The Farmer Input Subsidy Programmes (FISP) in its current form cannot deliver the desired crop productivity and food security to smallholder farmers as envisaged, Dr John Jatoe, a Researcher at the University of Ghana, has said.

He said instead there was a need for major shift in approach to one that makes use of integrated soil fertility management systems to improve productivity.

Dr Jatoe was presenting a research study commissioned by the Peasant Farmers Association of Ghana, Centre for Indigenous Knowledge and Organisational Development at a workshop in Accra.
    
The workshop was in collaboration with Groundswell International on the Farmer Input Subsidy Programmes on the theme; “Reforming the Farm Inputs Subsidy Programme for Food Sovereignty”.

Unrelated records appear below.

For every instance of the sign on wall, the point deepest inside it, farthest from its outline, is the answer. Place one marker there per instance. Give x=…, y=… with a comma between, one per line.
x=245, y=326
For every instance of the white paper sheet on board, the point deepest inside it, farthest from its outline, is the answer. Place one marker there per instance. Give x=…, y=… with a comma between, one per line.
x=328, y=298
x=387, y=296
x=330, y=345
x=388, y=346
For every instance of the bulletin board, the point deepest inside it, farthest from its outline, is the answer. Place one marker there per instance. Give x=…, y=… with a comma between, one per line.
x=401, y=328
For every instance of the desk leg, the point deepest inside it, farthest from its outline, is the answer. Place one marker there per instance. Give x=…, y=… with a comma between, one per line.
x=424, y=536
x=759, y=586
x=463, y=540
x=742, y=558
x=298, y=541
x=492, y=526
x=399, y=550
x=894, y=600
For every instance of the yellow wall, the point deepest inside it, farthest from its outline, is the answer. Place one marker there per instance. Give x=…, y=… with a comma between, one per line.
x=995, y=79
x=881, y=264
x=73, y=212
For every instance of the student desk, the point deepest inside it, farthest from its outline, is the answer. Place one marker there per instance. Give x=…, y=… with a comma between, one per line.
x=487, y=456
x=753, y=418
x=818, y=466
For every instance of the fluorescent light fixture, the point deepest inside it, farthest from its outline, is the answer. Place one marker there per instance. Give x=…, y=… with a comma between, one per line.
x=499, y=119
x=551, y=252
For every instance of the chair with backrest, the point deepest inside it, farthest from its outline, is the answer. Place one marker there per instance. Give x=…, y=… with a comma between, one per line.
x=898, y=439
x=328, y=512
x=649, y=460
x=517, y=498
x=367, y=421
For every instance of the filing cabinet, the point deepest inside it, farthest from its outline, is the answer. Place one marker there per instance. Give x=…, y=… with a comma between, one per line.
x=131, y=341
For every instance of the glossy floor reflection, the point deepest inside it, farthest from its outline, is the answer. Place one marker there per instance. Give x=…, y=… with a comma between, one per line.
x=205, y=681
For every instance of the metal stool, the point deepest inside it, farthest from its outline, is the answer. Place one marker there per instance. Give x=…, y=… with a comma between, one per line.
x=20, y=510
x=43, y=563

The research was to assess the country’s investments in agriculture since 2008 and contribute to the debate on the extent to which the sustainability, resilience to climate change, income and food security of small-scale farmers has been strengthened.

It was also to know the effectiveness, efficiency, impact, sustainability and opportunity cost and economic rate of return of public resources invested in FISPs in the medium and long term, particularly for small-scale farmers and for consumers.

Dr Jatoe recommended the use of subsidised mineral fertilizer as part of a wider integrated soil fertility management approach and promote joint use of organic and inorganic fertilizers including the subsided organic fertilizer.

He, therefore, called for urgent attention to re-orient the public expenditure priorities to focus on important agricultural development such as skills training.

He said this would also require shifting the burden of critical public expenditure from donors to government in both budgetary and actual expenditure terms.

Dr Jatoe said the country’s expenditure on agriculture fell far short of the Maputo Declaration Benchmark of 10 per cent and was even declining.

He said Ghana’s public spending on agriculture was low, both by regional and international standards, and had been on the decline in recent years whiles the fertilizer subsidies constituted a growing per cent of that total.

He said government needed to re-think the approach for sustainable food security hinged on domestic production.